Con motivo de las VII Jornadas Toledanas de Pensamiento Católico -organizadas por el Instituto Superior de Estudios Teológicos San Ildefonso de Toledo y que llevaron por título Los primados. Santos y reformadores-, se celebró el pasado 11 de marzo en el Salón de Actos Beato Cardenal Sancha del Seminario Mayor de Toledo la conferencia Beato Cardenal Sancha, la restauración del primado. Fue impartida por el Dr. D. Carlos Miguel García Nieto, sacerdote vicepostulador de la Causa del Beato y catedrático de Historia de la Iglesia en el ISET San Ildefonso de Toledo. 

El ponente estuvo acompañado por el Vicario Episcopal para la Cultura, don César García Magán, el director del ISET San Ildefonso, don Francisco María Fernández Jiménez, don Miguel Ángel Dionisio Vivas, profesor del ISET San Ildefonso y don Cleofé Sánchez Montealegre, profesor emérito del ISET San Ildefonso. 

Todas las sesiones de las Jornadas comenzaron con el rezo de la oración aprobada con motivo de la beatificación para pedir gracias por intercesión del cardenal Sancha. Tras concluir la oración, don Cleofé comenzó el acto con una presentación del conferenciante al numeroso auditorio asistente, realizando un recorrido por su trayectoria personal, académica y ministerial. Incidió sobre aspectos relevantes para comprender su línea de trabajo actual, como sus estudios de Geografía e Historia en la Universidad Autónoma de Madrid donde fue alumno -entre otros grandes historiadores- de don Luis Suárez Fernández, de quien sin duda recibió no solo conocimientos históricos sino ante todo un modelo metodológico que se manifiesta en su praxis docente e investigadora actual.
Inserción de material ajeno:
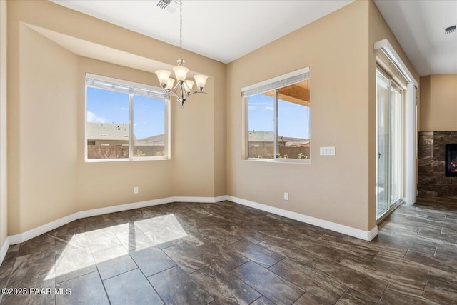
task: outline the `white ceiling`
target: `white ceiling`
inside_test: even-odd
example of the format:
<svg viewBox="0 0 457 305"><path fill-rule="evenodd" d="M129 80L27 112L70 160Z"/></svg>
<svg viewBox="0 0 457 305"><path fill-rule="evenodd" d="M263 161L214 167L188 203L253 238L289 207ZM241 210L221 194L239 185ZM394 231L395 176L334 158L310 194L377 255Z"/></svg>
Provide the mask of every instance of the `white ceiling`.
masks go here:
<svg viewBox="0 0 457 305"><path fill-rule="evenodd" d="M51 1L179 46L179 10L170 14L157 1ZM227 64L353 1L183 1L183 49Z"/></svg>
<svg viewBox="0 0 457 305"><path fill-rule="evenodd" d="M457 74L456 0L374 0L421 76Z"/></svg>
<svg viewBox="0 0 457 305"><path fill-rule="evenodd" d="M144 35L179 45L179 11L157 1L51 0ZM374 0L420 76L457 74L457 0ZM228 63L352 0L187 0L183 48ZM185 58L185 54L184 54Z"/></svg>

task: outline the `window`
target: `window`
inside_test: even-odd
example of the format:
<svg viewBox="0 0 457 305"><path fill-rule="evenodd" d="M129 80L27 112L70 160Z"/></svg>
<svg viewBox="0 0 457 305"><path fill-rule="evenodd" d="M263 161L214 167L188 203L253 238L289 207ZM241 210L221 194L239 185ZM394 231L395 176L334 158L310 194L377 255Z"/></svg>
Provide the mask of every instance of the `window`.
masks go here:
<svg viewBox="0 0 457 305"><path fill-rule="evenodd" d="M86 159L168 159L169 98L160 88L86 74Z"/></svg>
<svg viewBox="0 0 457 305"><path fill-rule="evenodd" d="M246 157L310 159L309 69L242 89Z"/></svg>

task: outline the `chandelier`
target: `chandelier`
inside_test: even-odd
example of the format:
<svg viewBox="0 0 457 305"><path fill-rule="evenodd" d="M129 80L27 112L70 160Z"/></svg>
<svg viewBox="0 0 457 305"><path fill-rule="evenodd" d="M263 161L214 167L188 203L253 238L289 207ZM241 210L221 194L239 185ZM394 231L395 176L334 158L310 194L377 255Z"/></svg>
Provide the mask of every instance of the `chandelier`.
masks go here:
<svg viewBox="0 0 457 305"><path fill-rule="evenodd" d="M171 72L169 71L157 70L156 74L159 79L160 86L170 96L176 96L178 101L181 103L181 106L184 108L184 102L190 96L196 93L206 93L203 91L203 89L208 76L197 74L194 76L195 82L190 79L186 79L189 69L184 66L186 61L183 59L183 4L181 0L179 0L179 59L176 62L178 66L173 67L176 78L176 84L174 84L174 79L170 77ZM196 91L194 91L194 84L196 86Z"/></svg>

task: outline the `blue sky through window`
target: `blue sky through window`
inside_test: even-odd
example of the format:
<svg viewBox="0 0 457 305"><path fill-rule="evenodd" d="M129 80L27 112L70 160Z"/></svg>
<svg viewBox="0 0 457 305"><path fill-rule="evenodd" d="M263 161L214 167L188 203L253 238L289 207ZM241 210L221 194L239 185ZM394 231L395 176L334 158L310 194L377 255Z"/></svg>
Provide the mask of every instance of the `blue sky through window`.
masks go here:
<svg viewBox="0 0 457 305"><path fill-rule="evenodd" d="M249 131L274 131L273 96L256 94L248 97ZM278 101L278 135L309 139L309 107L279 99Z"/></svg>
<svg viewBox="0 0 457 305"><path fill-rule="evenodd" d="M134 132L136 139L164 134L165 101L134 96ZM129 94L87 87L87 121L128 124Z"/></svg>

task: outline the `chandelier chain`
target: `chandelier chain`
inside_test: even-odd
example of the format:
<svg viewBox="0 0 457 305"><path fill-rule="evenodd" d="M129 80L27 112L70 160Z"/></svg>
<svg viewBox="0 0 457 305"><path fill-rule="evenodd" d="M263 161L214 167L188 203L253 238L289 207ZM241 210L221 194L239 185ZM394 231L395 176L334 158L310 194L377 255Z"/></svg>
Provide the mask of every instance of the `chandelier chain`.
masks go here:
<svg viewBox="0 0 457 305"><path fill-rule="evenodd" d="M179 59L183 59L183 1L179 0ZM182 61L181 61L182 62Z"/></svg>

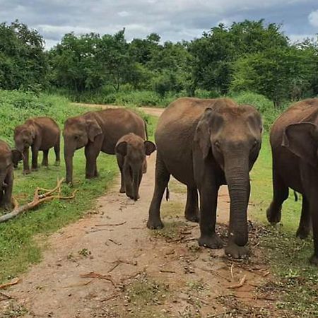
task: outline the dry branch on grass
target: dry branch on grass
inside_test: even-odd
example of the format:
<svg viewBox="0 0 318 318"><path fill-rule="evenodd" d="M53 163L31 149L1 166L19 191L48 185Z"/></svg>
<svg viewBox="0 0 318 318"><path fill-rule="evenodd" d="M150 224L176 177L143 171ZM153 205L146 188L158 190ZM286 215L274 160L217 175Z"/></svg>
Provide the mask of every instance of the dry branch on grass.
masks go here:
<svg viewBox="0 0 318 318"><path fill-rule="evenodd" d="M75 198L76 190L75 190L69 196L62 196L61 195L61 185L64 181L64 179L63 178L57 179L57 186L52 189L36 188L33 196L33 200L23 206L20 206L18 201L16 199L13 199L13 210L7 214L0 216L0 223L15 218L23 212L33 210L43 202L52 201L54 199L59 200L67 200ZM42 194L39 194L40 192L43 191L45 191L45 193ZM57 194L54 194L54 192L57 192Z"/></svg>

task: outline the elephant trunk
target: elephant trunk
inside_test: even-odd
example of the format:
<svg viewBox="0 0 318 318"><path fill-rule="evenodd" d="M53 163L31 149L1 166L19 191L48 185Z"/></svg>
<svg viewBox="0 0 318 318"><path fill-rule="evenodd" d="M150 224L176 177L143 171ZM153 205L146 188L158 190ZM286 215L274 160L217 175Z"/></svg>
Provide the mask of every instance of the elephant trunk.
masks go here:
<svg viewBox="0 0 318 318"><path fill-rule="evenodd" d="M140 184L140 179L141 179L141 169L139 167L138 168L134 168L133 169L133 175L132 175L132 187L133 187L133 196L134 196L134 200L137 201L139 196L139 184Z"/></svg>
<svg viewBox="0 0 318 318"><path fill-rule="evenodd" d="M66 183L73 182L73 156L74 155L75 147L69 145L64 146L64 160L66 167Z"/></svg>
<svg viewBox="0 0 318 318"><path fill-rule="evenodd" d="M225 173L230 199L229 240L241 247L248 240L249 172L248 155L225 160Z"/></svg>

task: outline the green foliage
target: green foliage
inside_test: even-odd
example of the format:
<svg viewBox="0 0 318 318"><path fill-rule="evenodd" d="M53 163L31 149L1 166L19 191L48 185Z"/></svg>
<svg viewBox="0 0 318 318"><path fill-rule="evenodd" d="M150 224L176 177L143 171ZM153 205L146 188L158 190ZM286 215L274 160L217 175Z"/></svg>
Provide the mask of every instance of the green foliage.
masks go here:
<svg viewBox="0 0 318 318"><path fill-rule="evenodd" d="M38 90L47 84L43 37L18 20L0 23L0 88Z"/></svg>

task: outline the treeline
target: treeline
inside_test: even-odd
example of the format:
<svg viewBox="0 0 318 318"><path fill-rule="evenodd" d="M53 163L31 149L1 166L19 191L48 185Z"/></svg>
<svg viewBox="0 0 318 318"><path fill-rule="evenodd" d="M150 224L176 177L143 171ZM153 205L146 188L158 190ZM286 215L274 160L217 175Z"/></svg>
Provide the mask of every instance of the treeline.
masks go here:
<svg viewBox="0 0 318 318"><path fill-rule="evenodd" d="M291 44L281 25L259 21L219 24L200 38L160 42L152 33L128 42L114 35L66 34L45 51L36 30L0 25L0 88L59 89L76 96L146 90L210 97L238 91L283 101L318 95L318 42Z"/></svg>

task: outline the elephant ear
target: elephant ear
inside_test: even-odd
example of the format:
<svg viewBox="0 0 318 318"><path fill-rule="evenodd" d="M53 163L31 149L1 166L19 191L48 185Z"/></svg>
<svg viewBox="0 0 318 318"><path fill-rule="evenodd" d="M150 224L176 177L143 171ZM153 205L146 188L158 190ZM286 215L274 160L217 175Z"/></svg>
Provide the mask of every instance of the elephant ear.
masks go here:
<svg viewBox="0 0 318 318"><path fill-rule="evenodd" d="M116 145L115 152L119 155L125 156L127 154L128 143L126 141L122 141Z"/></svg>
<svg viewBox="0 0 318 318"><path fill-rule="evenodd" d="M22 153L17 149L13 149L11 151L11 158L13 165L16 167L19 161L22 160Z"/></svg>
<svg viewBox="0 0 318 318"><path fill-rule="evenodd" d="M194 134L194 142L199 145L205 159L211 149L210 126L209 122L213 111L211 108L206 108L202 114Z"/></svg>
<svg viewBox="0 0 318 318"><path fill-rule="evenodd" d="M288 125L285 129L281 143L283 147L314 167L318 164L317 128L311 122Z"/></svg>
<svg viewBox="0 0 318 318"><path fill-rule="evenodd" d="M146 155L151 155L156 149L155 145L148 140L143 141L143 145L145 146L145 153Z"/></svg>
<svg viewBox="0 0 318 318"><path fill-rule="evenodd" d="M102 129L95 119L88 119L86 121L86 124L88 127L88 139L93 143L96 136L102 134Z"/></svg>

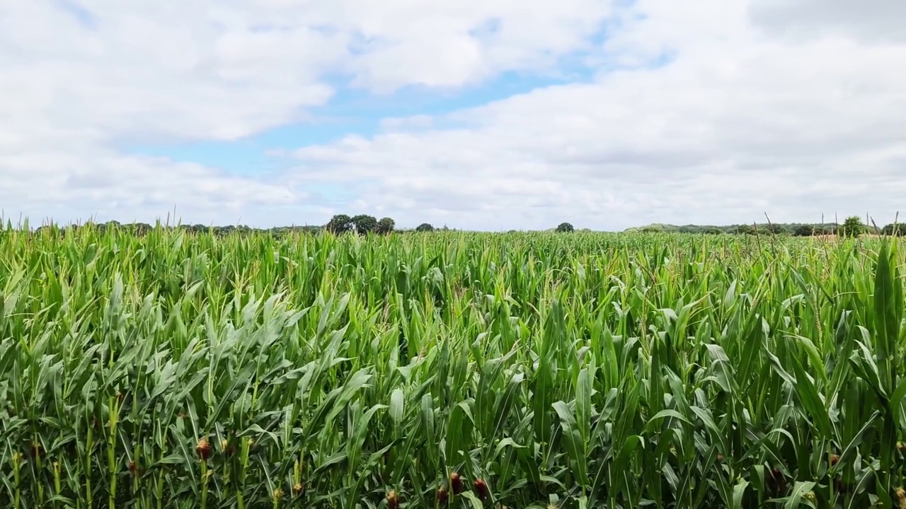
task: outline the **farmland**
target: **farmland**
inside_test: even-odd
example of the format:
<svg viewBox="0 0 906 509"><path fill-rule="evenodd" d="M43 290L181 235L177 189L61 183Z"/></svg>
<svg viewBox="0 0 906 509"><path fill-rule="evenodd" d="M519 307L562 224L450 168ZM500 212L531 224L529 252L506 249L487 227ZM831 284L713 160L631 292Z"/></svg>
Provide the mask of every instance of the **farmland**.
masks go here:
<svg viewBox="0 0 906 509"><path fill-rule="evenodd" d="M901 259L7 230L0 507L906 506Z"/></svg>

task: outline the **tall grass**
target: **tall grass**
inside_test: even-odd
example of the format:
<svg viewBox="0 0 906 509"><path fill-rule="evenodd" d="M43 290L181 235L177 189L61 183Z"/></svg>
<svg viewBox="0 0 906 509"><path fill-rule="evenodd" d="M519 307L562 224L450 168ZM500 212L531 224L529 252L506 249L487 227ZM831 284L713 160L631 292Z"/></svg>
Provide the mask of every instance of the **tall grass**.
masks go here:
<svg viewBox="0 0 906 509"><path fill-rule="evenodd" d="M8 229L0 507L906 506L901 263Z"/></svg>

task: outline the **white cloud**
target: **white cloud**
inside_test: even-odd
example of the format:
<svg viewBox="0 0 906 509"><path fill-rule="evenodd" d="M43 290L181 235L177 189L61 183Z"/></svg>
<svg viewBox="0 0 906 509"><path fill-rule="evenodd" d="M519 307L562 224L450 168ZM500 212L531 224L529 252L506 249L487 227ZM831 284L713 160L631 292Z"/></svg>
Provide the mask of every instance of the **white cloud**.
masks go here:
<svg viewBox="0 0 906 509"><path fill-rule="evenodd" d="M305 119L308 107L332 97L326 77L336 73L390 91L550 68L558 55L587 45L607 5L5 2L0 203L7 214L55 212L65 219L86 211L147 218L175 204L189 220L217 221L219 206L226 216L257 211L263 222L298 220L258 206L300 206L310 197L304 191L117 147L231 140ZM493 24L499 30L488 31ZM309 204L309 211L323 214L317 206Z"/></svg>
<svg viewBox="0 0 906 509"><path fill-rule="evenodd" d="M846 31L791 41L744 2L696 7L624 14L602 58L631 70L458 112L465 128L303 148L299 177L367 178L365 203L400 216L460 189L476 204L458 212L468 227L892 220L906 191L906 45Z"/></svg>
<svg viewBox="0 0 906 509"><path fill-rule="evenodd" d="M342 183L357 197L336 212L401 226L883 222L906 190L892 0L63 1L0 5L7 215L148 220L175 205L190 222L316 222L334 210L312 184ZM558 73L575 52L592 82L387 119L376 137L300 148L280 178L118 149L304 119L338 73L377 93L449 91Z"/></svg>

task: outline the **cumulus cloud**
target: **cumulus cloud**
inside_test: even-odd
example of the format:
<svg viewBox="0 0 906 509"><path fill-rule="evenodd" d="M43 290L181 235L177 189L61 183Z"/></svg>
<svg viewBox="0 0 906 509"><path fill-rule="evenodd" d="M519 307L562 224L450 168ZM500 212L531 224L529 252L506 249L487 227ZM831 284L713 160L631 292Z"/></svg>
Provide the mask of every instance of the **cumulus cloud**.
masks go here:
<svg viewBox="0 0 906 509"><path fill-rule="evenodd" d="M33 218L622 228L892 218L906 191L901 3L54 0L0 4L0 206ZM897 15L898 13L900 15ZM601 40L599 32L607 35ZM593 79L386 119L277 176L130 155L312 119L338 79L449 92ZM339 77L339 78L338 78ZM343 186L347 203L321 189Z"/></svg>
<svg viewBox="0 0 906 509"><path fill-rule="evenodd" d="M362 199L400 215L467 189L469 227L892 220L906 190L906 71L892 63L906 46L846 31L789 40L753 23L756 7L641 0L599 55L627 68L457 112L465 128L302 148L297 176L368 178Z"/></svg>
<svg viewBox="0 0 906 509"><path fill-rule="evenodd" d="M226 216L257 211L272 223L290 222L289 205L276 208L284 204L323 214L323 203L312 201L316 194L276 185L273 177L134 157L120 147L234 140L309 120L309 109L335 92L328 77L385 93L549 70L558 55L588 47L608 5L5 2L0 203L7 214L55 211L67 219L86 211L153 216L165 204L214 221L220 206ZM264 204L271 216L261 212Z"/></svg>

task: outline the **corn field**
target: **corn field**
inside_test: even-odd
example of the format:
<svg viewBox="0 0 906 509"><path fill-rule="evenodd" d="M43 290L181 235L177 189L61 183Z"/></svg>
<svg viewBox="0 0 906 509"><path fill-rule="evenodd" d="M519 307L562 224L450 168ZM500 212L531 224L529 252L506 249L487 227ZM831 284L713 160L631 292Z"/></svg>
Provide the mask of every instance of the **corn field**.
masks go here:
<svg viewBox="0 0 906 509"><path fill-rule="evenodd" d="M906 507L887 239L0 231L0 507Z"/></svg>

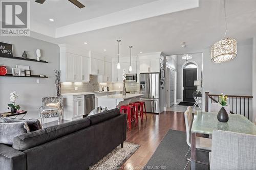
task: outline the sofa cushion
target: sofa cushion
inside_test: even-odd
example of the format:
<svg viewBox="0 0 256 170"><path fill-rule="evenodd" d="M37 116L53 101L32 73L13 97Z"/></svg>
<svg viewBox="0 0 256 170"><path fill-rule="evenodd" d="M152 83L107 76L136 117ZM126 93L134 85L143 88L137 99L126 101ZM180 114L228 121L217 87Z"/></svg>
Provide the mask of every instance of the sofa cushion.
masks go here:
<svg viewBox="0 0 256 170"><path fill-rule="evenodd" d="M0 143L12 145L14 138L29 132L28 124L24 122L0 123Z"/></svg>
<svg viewBox="0 0 256 170"><path fill-rule="evenodd" d="M29 119L25 119L24 118L12 118L10 117L4 117L4 122L25 122L28 124L30 132L33 132L38 129L42 129L42 126L38 119L35 118L31 118Z"/></svg>
<svg viewBox="0 0 256 170"><path fill-rule="evenodd" d="M95 115L87 116L91 121L91 125L94 125L117 116L120 114L120 110L114 109Z"/></svg>
<svg viewBox="0 0 256 170"><path fill-rule="evenodd" d="M86 118L40 129L14 138L12 147L25 151L90 126ZM74 139L75 140L75 139Z"/></svg>

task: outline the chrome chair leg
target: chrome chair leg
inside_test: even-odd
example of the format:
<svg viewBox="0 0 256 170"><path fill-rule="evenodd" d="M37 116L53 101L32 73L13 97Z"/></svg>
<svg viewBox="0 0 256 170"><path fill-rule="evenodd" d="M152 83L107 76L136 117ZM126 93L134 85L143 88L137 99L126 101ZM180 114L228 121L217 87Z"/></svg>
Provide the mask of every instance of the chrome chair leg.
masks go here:
<svg viewBox="0 0 256 170"><path fill-rule="evenodd" d="M189 153L189 152L191 151L191 147L189 147L189 148L188 149L188 151L187 151L187 153L186 154L186 155L185 156L185 158L186 158L186 159L188 159L188 158L187 158L187 156L188 155L188 154Z"/></svg>

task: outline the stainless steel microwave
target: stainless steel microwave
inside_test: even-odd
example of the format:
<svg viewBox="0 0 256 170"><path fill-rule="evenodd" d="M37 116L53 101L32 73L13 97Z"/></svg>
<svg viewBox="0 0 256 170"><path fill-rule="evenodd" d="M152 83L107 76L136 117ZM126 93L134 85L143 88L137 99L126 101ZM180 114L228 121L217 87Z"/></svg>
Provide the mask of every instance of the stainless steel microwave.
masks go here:
<svg viewBox="0 0 256 170"><path fill-rule="evenodd" d="M127 73L125 82L137 82L137 74L136 73Z"/></svg>

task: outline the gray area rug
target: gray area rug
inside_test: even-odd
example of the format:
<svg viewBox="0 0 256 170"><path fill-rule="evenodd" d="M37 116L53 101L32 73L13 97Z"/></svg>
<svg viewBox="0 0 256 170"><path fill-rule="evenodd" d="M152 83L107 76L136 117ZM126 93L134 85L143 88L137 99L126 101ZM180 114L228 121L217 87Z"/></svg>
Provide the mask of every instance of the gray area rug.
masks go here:
<svg viewBox="0 0 256 170"><path fill-rule="evenodd" d="M124 142L123 148L120 144L96 164L91 166L90 169L118 169L139 147L138 144Z"/></svg>
<svg viewBox="0 0 256 170"><path fill-rule="evenodd" d="M185 132L169 130L145 166L145 169L183 169L188 150ZM188 157L190 157L190 153ZM197 160L208 162L208 153L197 151ZM197 169L208 169L208 166L197 163ZM190 169L190 163L186 169Z"/></svg>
Conferencia en el Salón de Actos del Seminario Mayor de Toledo, 11 de marzo de 2014
Tras la presentación, el ponente realizó un recorrido histórico por la historia de España y su vinculación con la historia de la Iglesia española, haciendo hincapié en aquellos aspectos más directamente relacionados -tanto a priori como contemporáneamente- con los acontecimientos históricos acaecidos en torno a 1898 (fecha en que Sancha es designado Primado de España) y sucesivos años de su pontificado en la sede primada.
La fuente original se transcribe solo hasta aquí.